It’s hard to believe but around the time of the Millenium there were only two types of shopping cart software available – Actinic or custom coded in-house software specifically tailored to the needs of that particular company selling online. Neither option was cheap but the latter option was only available to big companies with big pockets. Yes, there were also HTML websites with Pay Pal “Buy Now” buttons – but this is not “shopping cart software”.
In 2001 along came osCommerce, a free Open Source eCommerce, PHP based, shopping cart – which put selling products online within reach of anyone with the drive and determination to succeed. Later, along came offshoots of osCommerce called Zen Cart and CRE Loaded, and within the past two years some new players arrived – Magento and Prestashop. But for a long time the original osCommerce languished and failed to progress as it should have.
There are of course many other pieces of shopping cart software available, but I have mentioned the main players whose names people may recognise.
At the latter end of last year I left the old osCommerce project, having resigned as a Team Member some time before, and started a new osCommerce Project. The new team and myself took over and switched the old oscanswers.com forum to forums.oscommerceproject.org. Our aim at that time was to bring the MS2 stream of osCommerce to a conclusion with a version 2.0 (Final), which we did, and to complete the MS3 stream – which we did not. We decided early in 2009 to build a new cart, from the ground up, to modern coding standards and practices and with no left-over osCommerce coding. We recently announced the name of that new cart – which will be osQuantum.
As is the way with any new project we have experienced some setbacks, with shifting goals and team changes, but we are on track now with a schedule to release our first Alpha version by the New Year at the latest, with the first Production version within six months of that.
osQuantum is being built with a wealth of knowledge about what works and what doesn’t work well in shopping carts, and what website owners want and need (also what they don’t want and need). osQuantum will use Kohana as its framework. Kohana is a light, fast, pure PHP 5 Object Orientated Programming (OOP) coded platform with a Model, View Controller (MVC) architecture.
If you were to ask me to explain in a nutshell what we are trying to achieve with osQuantum I suppose the most understandable reply would have to be – to provide what Magento does but to do it quicker, better, with a lighter footprint and so cause much less of a strain on server resources.
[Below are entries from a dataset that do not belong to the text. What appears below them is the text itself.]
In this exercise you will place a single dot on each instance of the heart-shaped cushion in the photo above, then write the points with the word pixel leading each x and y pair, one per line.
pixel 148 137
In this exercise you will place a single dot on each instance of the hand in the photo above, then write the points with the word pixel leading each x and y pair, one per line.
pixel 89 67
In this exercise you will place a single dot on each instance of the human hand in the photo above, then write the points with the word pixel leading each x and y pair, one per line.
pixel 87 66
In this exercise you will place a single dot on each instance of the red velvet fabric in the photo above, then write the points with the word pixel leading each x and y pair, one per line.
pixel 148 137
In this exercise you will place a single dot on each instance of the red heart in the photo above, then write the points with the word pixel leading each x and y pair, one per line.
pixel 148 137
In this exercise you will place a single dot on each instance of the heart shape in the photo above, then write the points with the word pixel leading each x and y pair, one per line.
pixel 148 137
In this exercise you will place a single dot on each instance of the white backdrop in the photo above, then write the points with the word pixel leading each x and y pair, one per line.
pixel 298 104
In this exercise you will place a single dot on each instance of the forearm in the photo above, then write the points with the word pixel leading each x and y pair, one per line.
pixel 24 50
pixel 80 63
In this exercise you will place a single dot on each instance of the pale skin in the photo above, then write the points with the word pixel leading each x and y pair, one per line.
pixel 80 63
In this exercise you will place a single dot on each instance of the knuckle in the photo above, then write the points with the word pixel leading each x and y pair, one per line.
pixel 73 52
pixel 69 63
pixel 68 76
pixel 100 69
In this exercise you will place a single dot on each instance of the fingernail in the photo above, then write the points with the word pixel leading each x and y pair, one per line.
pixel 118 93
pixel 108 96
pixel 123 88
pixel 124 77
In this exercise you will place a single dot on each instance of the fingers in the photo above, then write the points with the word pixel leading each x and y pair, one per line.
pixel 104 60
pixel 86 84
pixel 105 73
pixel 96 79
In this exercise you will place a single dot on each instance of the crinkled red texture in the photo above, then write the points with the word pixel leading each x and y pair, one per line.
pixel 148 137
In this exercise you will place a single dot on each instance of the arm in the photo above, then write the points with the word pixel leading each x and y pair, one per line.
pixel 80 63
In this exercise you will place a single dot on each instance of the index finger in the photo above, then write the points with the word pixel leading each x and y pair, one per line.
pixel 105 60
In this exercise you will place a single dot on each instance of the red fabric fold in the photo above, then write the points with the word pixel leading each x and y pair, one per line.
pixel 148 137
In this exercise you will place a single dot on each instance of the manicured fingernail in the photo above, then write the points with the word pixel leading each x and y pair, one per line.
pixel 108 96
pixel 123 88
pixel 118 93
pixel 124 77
Below is a preview of just some of what will be contained in the 1st Alpha version:
a. Several payment modules, including but not limited to Pay Pal and Pay By Cheque/Money Order.
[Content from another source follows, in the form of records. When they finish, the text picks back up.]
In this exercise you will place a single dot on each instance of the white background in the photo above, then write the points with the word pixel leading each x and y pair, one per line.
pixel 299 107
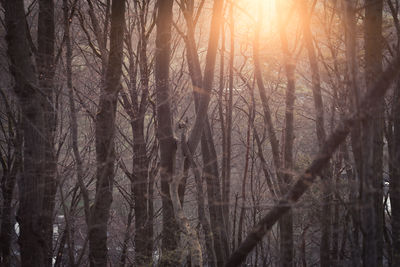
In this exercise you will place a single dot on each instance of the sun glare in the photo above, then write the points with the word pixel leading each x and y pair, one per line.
pixel 248 13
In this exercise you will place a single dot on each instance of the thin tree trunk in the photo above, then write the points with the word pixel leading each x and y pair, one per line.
pixel 286 222
pixel 207 144
pixel 105 135
pixel 394 161
pixel 372 138
pixel 326 213
pixel 33 214
pixel 305 180
pixel 168 144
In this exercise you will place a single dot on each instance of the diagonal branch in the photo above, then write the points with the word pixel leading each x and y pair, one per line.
pixel 321 160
b. A modern up to date template design. Users may provide templates in any manner they wish, with templates being dropped into a templates folder and actioned from within the admin panel.
c. Minimum PHP version will be 5.2
d. osQuantum can be used with most major SQL types e.g. MySQL, Postgre SQL and MS SQL.
e. SEO URLs that will work across server types.
f. Discount Coupons, but not eGift Vouchers.
g. Multi Product images.
h. Cross Sell capability.
i. Multi-tier easy attribute management.
j. Advanced sales reporting.
To find out more about osQuantum visit http://forums.oscommerceproject.org
Miss Rhea Anthony (Vger)





I’m very much looking forward to osQuantum. It’s clear that in many ways it will be a step ahead of osCommerce (which in my opinion has become a bit of a joke). If osQuantum lives up to its impressive expectations, I first plan on participating in the Community Developer Group with the ultimate aim of one day joining The Team. I hope that the much-publicised trademark issue is resolved one way or another as I hate to see all of the current animosity. P.S. Please implement guest-checkout. All the best. Steven.